As one of the sunniest places on Earth, Australia has enough solar radiation to provide all our energy needs 10,000 times over.

Currently, the major drawback -- and what prevents it from being used as a major power source in Australia -- is our inability to efficiently store, and then release, solar power on a large scale. This makes it an unreliable source of energy, as it relies on consistent sunshine.

Richard Fairless via Getty Images
Australia gets enough sunshine to power the nation 10,000 times over. The problem is being able to capture, store and release that energy effectively.

"There are number of technologies to store solar energy. Batteries are one of them and the other is a supercapacitor," lead researcher, Professor Min Gu, told the Huffington Post Australia.

"The battery gives lots of energy, but takes a long time to charge and store energy. The supercapacitor cannot store such a large amount of energy but they can discharge power much faster."

But this new technology changes all of that. The electrode is designed to work with a supercapacitor, providing it with a capacity comparable to that of a battery, but with the advantage of being able to quickly charge and release energy. Essentially, it's the best of both worlds.

The researchers got the idea for the electrode from investigating how plants held so much energy in such a small space. Their testing found that the fractal structure of the veins of a western swordfern leaf -- a plant with extremely efficient energy storage -- would maximise the energy capacity of the storage device.

"We tried many different fractals from many different trees, but we found that this fern tree had the best results," explained Professor Gu, who is the leader of the Laboratory of Artificial Intelligence Nanophotonics at RMIT and headed up the research.

RMIT University
A close-up of the western swordfern left, showing self-repeating fractal pattern of its veins.

Gu compared the fractal structure to a tiny, intricate maze, where the fractal structure provided the maximum number of possible pathways in the maze. The greater the number of pathways, the more energy the supercapacitor is able to store.

Lead author PhD researcher Litty Thekkekara said that the prototype had a huge number of potential real-world applications because it was based on flexible thin film technology.

"The real future lies in integrating the prototype with flexible thin film solar – technology that is still in its infancy," she explained.
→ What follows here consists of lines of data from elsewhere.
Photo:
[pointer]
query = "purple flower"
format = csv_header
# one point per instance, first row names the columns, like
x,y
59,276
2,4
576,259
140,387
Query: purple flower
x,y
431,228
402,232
"Flexible thin film solar could be used almost anywhere you can imagine, from building windows to car panels, smart phones to smart watches. We would no longer need batteries to charge our phones or charging stations for our hybrid cars."

Since the research was published in Scientific Reports on March 31, Professor Gu says they have been contacted by numerous businesses in Silicon Valley, India, Germany, the UK, and Malaysia interested in further developing the prototype.

RMIT University
Professor Min Gu (right) and PhD researcher Litty Thekkekara with the electrode prototype.

The RMIT team are now turning their focus to developing flexible thin-film solar, to allow the technology to be built into electronic devices.

Self-powering cars are a way off yet -- they would need to develop larger storage devices for a start (the current prototype is just 4cm by 4cm in size). Nevertheless, the new technology is an indication of what is possible in a world increasingly searching for reliable, green alternatives to fossil fuels.